December 11, 2023     11 min read

Let's Try - AWS S3 Access Grants

Let's Try - AWS S3 Access Grants

Introduction

AWS S3 Access Grants provide a modern, scalable approach to manage granular access to Amazon S3 data. This new service is essential for assisting organisations who are trying to adhere to the principle of least privilege, but who struggle to deal with the complexity of managing access to large-scale data environments. Let's delve into why S3 Access Grants are a game-changer and how they surpass traditional methods in managing access to S3 data.

Modern data access management is hard

Let's imagine we are building a new e-commerce platform called ShopFast. We have a team of developers in charge of assigning access to a couple of S3 buckets that contain the company's data.

The organization has several departments, each with different access requirements to the data. The following table outlines the access requirements for each department:

DepartmentAccessible S3 ResourcesAccess Type
Marketings3://shopfast-data/products/Read
s3://shopfast-data/feedback/Read
Saless3://shopfast-data/transactions/Read/Write
s3://shopfast-data/users/Read/Write
Customer Supports3://shopfast-data/users/Read
s3://shopfast-data/feedback/Read/Write
Product Managements3://shopfast-data/products/Read/Write
s3://shopfast-internal/leads/Read
HRs3://shopfast-internal/employee-records/Read/Write
s3://shopfast-internal/benefits/Read/Write

Some departments only need to read data, so we expect a mix of read-only and read-write access to certain locations in buckets for different teams.

I've chosen this example to highlight the complexity most organizations eventually find themselves facing over time. As the number of users and data grows, the number of teams who want to get at that data also grows. This complexity is compounded by the fact that the data is often spread across multiple buckets and prefixes.

Access Pattern Plan
Access Pattern Plan

So now that we understand the problem, let's look at some of the ways you could solve it.

Should I care about S3 Access Grants?

It's a fair question. If you're not dealing with multifaceted access, or perhaps you just have a very good idea of what your access requirements are, then you might not need to care about S3 Access Grants. However, if you are a growing organization, inevitably you will be asked to expand access to your data, and you will need to find a way to do it.

What I'd like to cover in this section are the foundational data access problems and the current solutions offered by AWS. Then we can look at how S3 Access Grants solve those problems.

Scalability

When I use the term scalability, I'm referring to the ability to manage access to large-scale data environments. This includes the number of IAM principals, the number of S3 buckets, and the number of S3 prefixes.

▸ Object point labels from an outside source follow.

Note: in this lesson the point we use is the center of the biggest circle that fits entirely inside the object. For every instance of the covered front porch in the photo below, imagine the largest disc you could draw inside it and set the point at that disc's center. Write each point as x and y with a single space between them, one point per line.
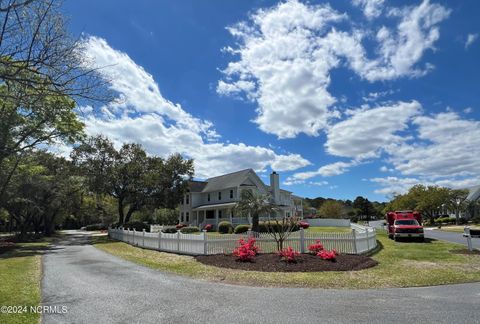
216 213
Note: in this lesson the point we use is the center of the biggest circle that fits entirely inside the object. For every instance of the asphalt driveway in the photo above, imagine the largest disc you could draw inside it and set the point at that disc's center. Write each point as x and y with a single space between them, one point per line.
97 287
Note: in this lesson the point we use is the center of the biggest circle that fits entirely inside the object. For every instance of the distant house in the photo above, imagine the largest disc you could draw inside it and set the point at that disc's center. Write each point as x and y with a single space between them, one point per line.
213 200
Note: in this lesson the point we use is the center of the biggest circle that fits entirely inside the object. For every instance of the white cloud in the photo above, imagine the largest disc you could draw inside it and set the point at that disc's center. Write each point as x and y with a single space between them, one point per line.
371 8
162 127
367 131
286 53
327 170
471 38
394 185
446 146
391 186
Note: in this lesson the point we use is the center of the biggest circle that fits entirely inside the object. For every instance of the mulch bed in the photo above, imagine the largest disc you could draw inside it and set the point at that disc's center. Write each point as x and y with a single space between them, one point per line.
465 251
270 262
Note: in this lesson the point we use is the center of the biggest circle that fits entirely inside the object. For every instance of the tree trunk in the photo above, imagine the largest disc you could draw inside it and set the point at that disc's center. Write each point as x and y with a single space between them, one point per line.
131 210
120 211
255 227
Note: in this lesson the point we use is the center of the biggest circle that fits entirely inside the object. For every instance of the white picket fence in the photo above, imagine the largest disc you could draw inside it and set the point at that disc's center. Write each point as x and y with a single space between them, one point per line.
360 240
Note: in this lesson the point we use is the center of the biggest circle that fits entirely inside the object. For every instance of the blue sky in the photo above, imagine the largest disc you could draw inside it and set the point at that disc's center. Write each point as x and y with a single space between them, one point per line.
347 98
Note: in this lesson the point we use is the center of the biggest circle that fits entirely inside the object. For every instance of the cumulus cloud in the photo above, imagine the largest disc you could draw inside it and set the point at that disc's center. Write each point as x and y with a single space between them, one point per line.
286 54
391 186
371 8
471 38
446 146
144 116
367 131
327 170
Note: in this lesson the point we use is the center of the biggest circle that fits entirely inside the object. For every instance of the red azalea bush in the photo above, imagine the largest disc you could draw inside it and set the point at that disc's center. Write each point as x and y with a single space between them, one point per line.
328 255
303 224
246 250
316 248
208 227
6 245
289 255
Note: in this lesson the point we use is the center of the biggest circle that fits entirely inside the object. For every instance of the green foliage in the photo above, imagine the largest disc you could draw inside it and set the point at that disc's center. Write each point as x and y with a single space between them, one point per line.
135 180
225 227
170 230
138 226
166 216
240 229
189 229
429 200
269 226
331 209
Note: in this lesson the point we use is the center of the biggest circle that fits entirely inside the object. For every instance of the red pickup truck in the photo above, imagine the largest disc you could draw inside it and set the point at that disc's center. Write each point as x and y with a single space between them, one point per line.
404 224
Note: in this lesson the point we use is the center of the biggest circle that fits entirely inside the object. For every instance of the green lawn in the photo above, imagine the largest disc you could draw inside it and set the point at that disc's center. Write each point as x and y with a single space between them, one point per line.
456 228
401 264
20 276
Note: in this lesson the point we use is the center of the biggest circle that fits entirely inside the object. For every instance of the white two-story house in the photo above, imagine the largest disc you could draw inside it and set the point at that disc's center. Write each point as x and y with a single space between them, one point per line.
213 200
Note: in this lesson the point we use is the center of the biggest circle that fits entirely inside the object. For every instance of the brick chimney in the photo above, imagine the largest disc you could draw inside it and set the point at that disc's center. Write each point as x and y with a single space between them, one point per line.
275 186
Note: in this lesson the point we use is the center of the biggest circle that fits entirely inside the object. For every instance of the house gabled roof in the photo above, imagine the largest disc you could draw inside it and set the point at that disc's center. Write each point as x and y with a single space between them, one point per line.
229 180
196 186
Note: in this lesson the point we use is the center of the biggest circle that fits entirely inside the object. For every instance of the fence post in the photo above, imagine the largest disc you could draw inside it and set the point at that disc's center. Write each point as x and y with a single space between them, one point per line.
160 240
302 240
178 241
205 248
354 233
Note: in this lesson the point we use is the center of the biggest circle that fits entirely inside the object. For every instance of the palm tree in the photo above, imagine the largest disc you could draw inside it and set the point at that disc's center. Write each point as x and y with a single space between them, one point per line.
254 205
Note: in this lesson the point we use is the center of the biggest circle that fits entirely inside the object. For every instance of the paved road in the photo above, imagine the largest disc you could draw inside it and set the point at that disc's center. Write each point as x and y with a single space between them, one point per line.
99 288
451 237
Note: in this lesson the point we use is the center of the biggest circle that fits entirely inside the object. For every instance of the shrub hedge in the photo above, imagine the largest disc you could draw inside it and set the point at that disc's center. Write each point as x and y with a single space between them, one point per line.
170 230
190 229
240 229
225 227
138 226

In our example, we have a small complex environment, but imagine if we had 100 departments, each with its access requirements. The number of IAM principals could easily grow to the hundreds, and the number of S3 buckets and prefixes could grow to tens of hundreds.

The direct comparison here is between S3 Access Grants and bucket policies/IAM permission policies. The following outlines the limitations of each method:

  • IAM Permission Policies

    • 5 KB IAM policies size limit
  • S3 Bucket Policies

    • 20 KB S3 bucket policies size limit
  • S3 Access Grants

    • 1 S3 Access Grants instance per region
    • 1,000 S3 Access Grants locations
    • 100,000 grants per S3 Access Grants instance

Below is an example of how an S3 bucket policy might be used to grant department IAM role-specific access to a bucket.

{
    "Version": "2012-10-17",
    "Statement": [
        {
            "Sid": "ShopFast-Marketing-ReadAccess",
            "Effect": "Allow",
            "Principal": {
                "AWS": [
                    "arn:aws:iam::123456789012:role/ShopFast-Marketing"
                ]
            },
            "Action": [
                "s3:GetObject",
                "s3:ListBucket"
            ],
            "Resource": [
                "arn:aws:s3:::shopfast-data/products/*",
                "arn:aws:s3:::shopfast-data/feedback/*"
            ]
        },
        {
            "Sid": "ShopFast-ProductManagement-ReadWriteAccess",
            "Effect": "Allow",
            "Principal": {
                "AWS": [
                    "arn:aws:iam::123456789012:role/ShopFast-ProductManagement"
                ]
            },
            "Action": [
                "s3:GetObject",
                "s3:PutObject",
                "s3:ListBucket"
            ],
            "Resource": [
                "arn:aws:s3:::shopfast-data/products/*"
            ]
        }
    ]
}

Note: Notice how the second half of the ProductManagement is missing (/leads* - read-access) - due to it being for a different bucket (shopfast-internal). This means we would need to create a second policy on the other bucket to grant access to the other prefix.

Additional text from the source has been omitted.